No, that doesn't work.
Economic class is a very different thing, because it is not innate but positional. In America, because of slavery and segregation, there was an identity set between race and economic class. This has changed somewhat (voir the American Secretary of State), but it remains important (voir: Detroit, Washington D.C., Cabrini Green in Chicago, Watts, etc.)

In France economic class is not, and never was, tied to physical race. It was, at one time, certainly tied to bloodlines. The closest thing to true race difference in Old France, comparable to black and white in America, would be the innate difference between nobility and peasantry. But the key difference between black and white in America, and the master and subordinate race in France is that the subordinate, black race in America was in the numerical minority and therefore could be truly oppressed. The master race in France itself was a minority, and had to rely upon superior intellect, charisma and leadership skills in order to retain its position, with the concomitant wealth.

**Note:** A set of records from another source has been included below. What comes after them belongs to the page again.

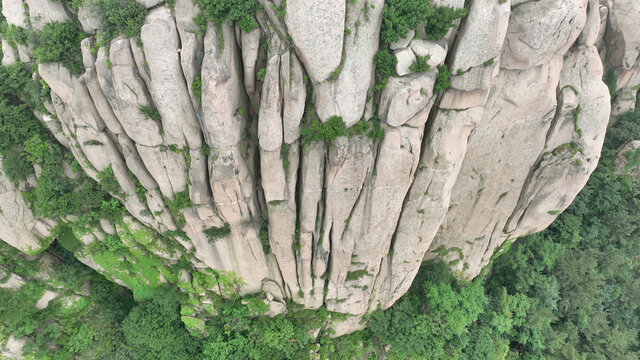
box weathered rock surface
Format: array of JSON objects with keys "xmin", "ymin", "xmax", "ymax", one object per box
[
  {"xmin": 0, "ymin": 0, "xmax": 635, "ymax": 335},
  {"xmin": 0, "ymin": 159, "xmax": 55, "ymax": 254}
]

And of course with the generation of the Revolution, the leadership of the master race failed and the business oriented and growing educated segment of the subordinate race, the bourgeoisie, became its own class and gained the reins of power and wealth, which it has never relinquished.

The British poet Rudyard Kipling wrote a poem in 1913 entitled "France",which has a some telling lines in it.
I will quote a little bit of it, the opening, because there is a grain in here that is simply lost, that will not grow in American soil, that never transplanted across the Atlantic, and which - I believe - is why Europeans and Americans have such difficulty truly understanding each other.

He wrote:
"Broke to every known mischance; lifted over all,
by the light, sane joy of life: the buckler of the Gaul.
Furious in luxury; merciless in toil.
Terrible with strength that draws from a tireless soil.
Strictest judge of her own worth, gentlest of men's mind.
First to find new truths and last to leave old truths behind:
France.
Beloved of every soul that loves his fellow kind."

First to find new truths and last to leave old truths behind.

This seed that did not germinate in America is nobility.
The Revolution changed the world, and it pretended that there was no nobility. Marx said that nobility was old money, and the bourgeoisie was new money. And the bourgeoisie, of course, has erected a meritocracy that is not based upon money but upon tests. In much of Europe, the nobility remains along with the ruling king or queen. Of the nations in the EU, the United Kindom, Sweden, Denmark, Luxembourg, the Netherlands, Belgium and Spain all remain monarchies. France, alone in Europe besides Russia, famously deposed the monarchie and asserted the equality of man. And continues to do so.

But when an American hears the words of his founding Declaration "all men are created equal, and are endowed by his creator with certain unalienable rights...", he thinks instinctively of black and white, of the battles in America for racial equality. But when a Frenchman hears those words, he thinks of kings and gueux. He rejects that there are men born apart from other men, and embraces the concept of MONEY as the determiner of social standing. This is Marx.

But, of course, Marx is a sham that is willingly embraced above all by the bourgeoisie, the governing class of Europe today.

Why? Why would the money class embrace a theory that, from its birth, calls for the revolt of the working class against it? Why would it seek to smooth and turn away that revolt by soft socialism? Why do European elites allow socialism to greater degrees than American businessmen would ever tolerate.

Because it is a simulation of a crown, of course.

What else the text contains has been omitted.